Heel anders ligt het voor een meldplicht bij de Bureaus Vertrouwensartsen. Met name prof. Jaap Doek meent dat zoiets onontkoombaar is en hij krijgt daarvoor veel steun. Ikzelf zou meer voelen voor een code, een duidelijke werkafspraak binnen verschillende beroepen waarin gewerkt wordt met kinderen. Daardoor zou er een morele dwang zijn op het melden van gevallen van (seksuele) kindermishandeling die men in zijn beroep tegenkomt. Strafbaar stellen van het niet melden van een vermoeden op kindermishandeling lijkt mij nauwelijks haalbaar.

Preventie-programma's

Veel aandacht werd gegeven aan preventie, dat wil zeggen aan het voorkómen van seksueel misbruik van kinderen. Meestal richt men zich dan op twee groepen, op de kinderen zelf en op de eventuele daders. Kinderen moeten er van overtuigd worden dat hun lichaam van henzelf is. Niemand mag aan ze zetten als ze dat niet willen. Men moet kinderen steunen in hun eigen gevoelens, en in het vermogen om nee te zeggen tegen iets dat ze niet willen. Maar kunnen kinderen al duidelijk aangeven wat "goede" aanrakingen zijn, die horen bij de verzorging en "slechte" aanrakingen die niet nodig of die seksueel verkennend zijn? De Amerikaan Jon Conte vertelde daar uitgebreid over, aan de hand van uiteenlopende onderzoeken. Daarnaast probeert men kinderen er van te overtuigen dat ze ook door eigen familie, of door iemand die ze heel goed kennen, op een onprettige manier benaderd kunnen worden. Dit blijkt een van de meest moeilijke opgaven voor kinderen te zijn. Sommige twijfelen aan de wenselijkheid om kinderen al vroeg zo argwanend te maken. Ik ben daar zelf ook erg onzeker over. Ik vrees wel eens dat we met het zo sterk benadrukken van je "private parts" (geslachtsdelen) op de verkeerde weg zijn en misschien toekomstige volwassenen kweken met een overdreven preutsheid. De evaluaties tot nu toe zijn vooral gericht op het feit of kinderen feilloos kunnen aangeven wat "goede" en wat "slechte" gevoelens zijn, maar hoe gaan diezelfde kinderen daarmee om als ze volwassen zijn? Zijn het dan seksueel harmonische wezens of zitten ze in de wachtkamer bij de seksuoloog?
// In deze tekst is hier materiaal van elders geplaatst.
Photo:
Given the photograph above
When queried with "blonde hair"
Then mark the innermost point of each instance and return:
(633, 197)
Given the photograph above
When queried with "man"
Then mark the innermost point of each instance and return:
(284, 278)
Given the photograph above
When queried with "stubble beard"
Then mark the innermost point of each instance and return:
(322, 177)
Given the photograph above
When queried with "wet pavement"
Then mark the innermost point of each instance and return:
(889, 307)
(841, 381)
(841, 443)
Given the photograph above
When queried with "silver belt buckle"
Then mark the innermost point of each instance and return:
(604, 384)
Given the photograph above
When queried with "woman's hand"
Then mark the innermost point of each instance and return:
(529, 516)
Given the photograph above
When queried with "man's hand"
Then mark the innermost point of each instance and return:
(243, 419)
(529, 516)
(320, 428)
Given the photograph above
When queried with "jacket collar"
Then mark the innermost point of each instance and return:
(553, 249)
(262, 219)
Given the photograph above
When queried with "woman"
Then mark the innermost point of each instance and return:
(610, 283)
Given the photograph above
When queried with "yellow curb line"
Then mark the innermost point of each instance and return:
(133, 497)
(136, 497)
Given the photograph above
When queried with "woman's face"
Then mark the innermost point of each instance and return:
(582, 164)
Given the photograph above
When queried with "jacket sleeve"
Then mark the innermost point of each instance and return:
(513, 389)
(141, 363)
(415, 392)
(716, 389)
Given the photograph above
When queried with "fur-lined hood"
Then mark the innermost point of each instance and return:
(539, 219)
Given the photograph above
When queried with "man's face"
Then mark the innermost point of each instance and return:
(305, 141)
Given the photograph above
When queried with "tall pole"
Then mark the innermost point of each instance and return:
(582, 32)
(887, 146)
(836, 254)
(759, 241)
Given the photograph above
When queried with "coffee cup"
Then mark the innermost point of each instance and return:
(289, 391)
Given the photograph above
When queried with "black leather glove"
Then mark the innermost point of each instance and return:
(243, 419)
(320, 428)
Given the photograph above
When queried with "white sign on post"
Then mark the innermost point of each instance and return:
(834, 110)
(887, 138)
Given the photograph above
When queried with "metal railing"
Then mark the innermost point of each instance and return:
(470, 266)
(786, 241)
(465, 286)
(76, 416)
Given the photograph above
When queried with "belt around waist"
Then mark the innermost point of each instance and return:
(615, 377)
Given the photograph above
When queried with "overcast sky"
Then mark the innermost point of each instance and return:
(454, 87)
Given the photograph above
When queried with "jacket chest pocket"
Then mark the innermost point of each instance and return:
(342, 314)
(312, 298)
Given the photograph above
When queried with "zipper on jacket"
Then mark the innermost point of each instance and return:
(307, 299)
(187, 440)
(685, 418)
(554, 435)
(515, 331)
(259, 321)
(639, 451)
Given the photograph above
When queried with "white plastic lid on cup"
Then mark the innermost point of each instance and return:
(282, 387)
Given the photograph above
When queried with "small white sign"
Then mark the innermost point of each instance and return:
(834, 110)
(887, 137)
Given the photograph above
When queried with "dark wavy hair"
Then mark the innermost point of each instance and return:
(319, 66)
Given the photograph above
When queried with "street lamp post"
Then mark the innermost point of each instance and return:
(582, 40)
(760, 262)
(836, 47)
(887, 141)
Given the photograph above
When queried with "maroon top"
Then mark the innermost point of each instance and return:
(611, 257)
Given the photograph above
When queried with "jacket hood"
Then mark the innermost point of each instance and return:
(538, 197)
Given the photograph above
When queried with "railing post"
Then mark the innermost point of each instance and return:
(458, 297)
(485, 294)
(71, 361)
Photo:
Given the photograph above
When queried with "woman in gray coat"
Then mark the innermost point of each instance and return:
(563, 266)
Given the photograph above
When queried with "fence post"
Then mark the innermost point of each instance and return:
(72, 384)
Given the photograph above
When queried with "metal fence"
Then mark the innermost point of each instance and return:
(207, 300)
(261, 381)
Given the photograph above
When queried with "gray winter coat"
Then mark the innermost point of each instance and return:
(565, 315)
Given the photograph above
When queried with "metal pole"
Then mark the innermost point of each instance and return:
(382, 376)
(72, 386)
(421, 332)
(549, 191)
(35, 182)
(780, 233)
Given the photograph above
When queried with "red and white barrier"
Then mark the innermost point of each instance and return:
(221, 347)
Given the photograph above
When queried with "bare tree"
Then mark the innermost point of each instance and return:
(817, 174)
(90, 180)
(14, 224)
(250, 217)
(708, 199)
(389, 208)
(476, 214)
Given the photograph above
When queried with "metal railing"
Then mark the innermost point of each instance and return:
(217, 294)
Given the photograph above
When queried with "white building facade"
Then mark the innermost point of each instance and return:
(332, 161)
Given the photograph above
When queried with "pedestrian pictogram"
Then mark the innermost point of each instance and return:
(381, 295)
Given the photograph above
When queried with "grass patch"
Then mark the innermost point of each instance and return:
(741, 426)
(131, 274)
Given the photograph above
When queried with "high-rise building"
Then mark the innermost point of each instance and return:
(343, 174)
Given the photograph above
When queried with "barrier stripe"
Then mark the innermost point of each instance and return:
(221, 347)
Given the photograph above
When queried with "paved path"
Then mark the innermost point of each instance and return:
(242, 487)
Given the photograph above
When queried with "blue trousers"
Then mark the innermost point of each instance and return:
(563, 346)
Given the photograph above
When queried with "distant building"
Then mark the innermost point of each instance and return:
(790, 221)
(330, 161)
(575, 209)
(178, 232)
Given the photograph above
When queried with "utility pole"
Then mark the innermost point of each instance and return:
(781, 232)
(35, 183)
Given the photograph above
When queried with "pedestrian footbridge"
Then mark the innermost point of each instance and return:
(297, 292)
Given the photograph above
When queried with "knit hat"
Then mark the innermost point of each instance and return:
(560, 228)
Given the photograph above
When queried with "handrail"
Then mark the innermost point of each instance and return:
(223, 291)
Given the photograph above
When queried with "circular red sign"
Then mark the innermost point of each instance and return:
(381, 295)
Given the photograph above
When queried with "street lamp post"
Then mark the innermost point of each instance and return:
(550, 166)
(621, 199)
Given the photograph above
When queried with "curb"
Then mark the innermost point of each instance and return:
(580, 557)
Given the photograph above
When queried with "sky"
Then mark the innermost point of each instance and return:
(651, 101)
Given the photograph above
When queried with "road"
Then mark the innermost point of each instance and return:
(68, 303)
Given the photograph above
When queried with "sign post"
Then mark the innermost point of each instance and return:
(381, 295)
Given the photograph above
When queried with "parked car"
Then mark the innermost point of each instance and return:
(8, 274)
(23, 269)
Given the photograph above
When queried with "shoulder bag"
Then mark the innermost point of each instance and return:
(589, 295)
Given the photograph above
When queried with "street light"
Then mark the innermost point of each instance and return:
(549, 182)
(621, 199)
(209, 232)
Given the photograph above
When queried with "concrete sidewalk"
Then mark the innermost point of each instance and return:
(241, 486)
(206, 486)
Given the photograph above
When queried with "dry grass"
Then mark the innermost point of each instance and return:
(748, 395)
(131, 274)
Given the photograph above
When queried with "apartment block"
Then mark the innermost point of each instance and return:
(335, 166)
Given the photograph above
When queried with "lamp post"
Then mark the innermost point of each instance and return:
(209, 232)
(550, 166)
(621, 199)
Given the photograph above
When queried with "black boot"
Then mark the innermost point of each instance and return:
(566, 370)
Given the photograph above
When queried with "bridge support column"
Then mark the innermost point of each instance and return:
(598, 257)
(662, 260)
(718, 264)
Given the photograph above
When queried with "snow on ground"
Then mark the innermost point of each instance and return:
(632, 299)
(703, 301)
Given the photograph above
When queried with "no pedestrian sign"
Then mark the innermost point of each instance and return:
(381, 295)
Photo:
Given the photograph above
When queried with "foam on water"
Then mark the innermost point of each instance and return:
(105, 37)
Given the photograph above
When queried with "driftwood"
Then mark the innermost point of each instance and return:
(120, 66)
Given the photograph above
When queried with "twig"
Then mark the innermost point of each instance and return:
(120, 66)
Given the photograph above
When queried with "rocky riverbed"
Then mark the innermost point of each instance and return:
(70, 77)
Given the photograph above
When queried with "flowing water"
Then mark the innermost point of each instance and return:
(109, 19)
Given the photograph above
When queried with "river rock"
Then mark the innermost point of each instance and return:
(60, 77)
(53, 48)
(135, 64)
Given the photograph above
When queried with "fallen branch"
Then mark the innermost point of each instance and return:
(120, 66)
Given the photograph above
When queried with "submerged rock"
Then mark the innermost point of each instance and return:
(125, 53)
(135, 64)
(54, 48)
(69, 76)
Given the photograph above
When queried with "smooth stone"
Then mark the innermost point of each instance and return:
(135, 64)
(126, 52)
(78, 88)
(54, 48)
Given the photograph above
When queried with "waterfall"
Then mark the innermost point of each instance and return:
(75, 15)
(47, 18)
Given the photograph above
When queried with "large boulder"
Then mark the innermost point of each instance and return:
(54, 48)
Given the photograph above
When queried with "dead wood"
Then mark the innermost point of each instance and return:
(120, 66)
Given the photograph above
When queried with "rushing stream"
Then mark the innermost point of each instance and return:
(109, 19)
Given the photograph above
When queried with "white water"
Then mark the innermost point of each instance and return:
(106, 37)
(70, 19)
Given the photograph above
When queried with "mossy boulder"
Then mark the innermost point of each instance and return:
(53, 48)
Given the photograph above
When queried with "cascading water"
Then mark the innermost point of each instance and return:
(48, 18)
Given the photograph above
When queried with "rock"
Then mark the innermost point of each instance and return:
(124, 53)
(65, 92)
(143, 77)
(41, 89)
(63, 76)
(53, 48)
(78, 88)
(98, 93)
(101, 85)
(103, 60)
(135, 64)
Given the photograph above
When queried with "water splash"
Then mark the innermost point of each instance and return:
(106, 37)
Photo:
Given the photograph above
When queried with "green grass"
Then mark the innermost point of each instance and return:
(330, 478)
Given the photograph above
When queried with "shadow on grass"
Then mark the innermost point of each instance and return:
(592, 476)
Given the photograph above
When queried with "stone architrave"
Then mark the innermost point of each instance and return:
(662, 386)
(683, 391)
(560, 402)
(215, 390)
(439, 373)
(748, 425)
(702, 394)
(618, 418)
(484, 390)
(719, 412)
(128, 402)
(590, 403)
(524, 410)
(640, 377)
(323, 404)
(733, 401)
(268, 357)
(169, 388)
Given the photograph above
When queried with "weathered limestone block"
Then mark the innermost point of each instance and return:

Tenslotte wil men kinderen leren om kritischer te staan tegenover het begrip "geheim". Veel kinderen vinden het zalig om een geheimpje te hebben en veel opvoeders spelen daar ook graag op in. "Dan hebben jij en ik een geheimpje en dat zeggen we niet tegen oma," zegt opa. Maar dat wil men nu doorbreken door kinderen te leren dat sommige geheimen niet bewaard moeten worden. In Nederland zijn we druk bezig met het uitwerken van de slagzin "Over sommige geheimen moet je praten".

Daar sluit nog bij aan een soort ondersteuningssysteem: je moet kinderen leren bij wie ze voor hulp terecht kunnen als iemand iets doet wat ze niet leuk vinden. Of als iemand ze dwingt tot het aanraken van intieme lichaamsdelen.

Men noemt dit allemaal primaire preventie, omdat het er op gericht is te voorkomen dat kinderen ooit seksueel worden misbruikt. Maar primaire preventie kan ook gericht worden op toekomstige daders.

Hierbij blijkt dan weer een verschil tussen de Verenigde Staten en Nederland. In ons land richt men zich vooral op de doorbreking van de machtsongelijkheid tussen jongens en meisjes. Men hoopt dat er later geen incestueuze verlangens ontstaan.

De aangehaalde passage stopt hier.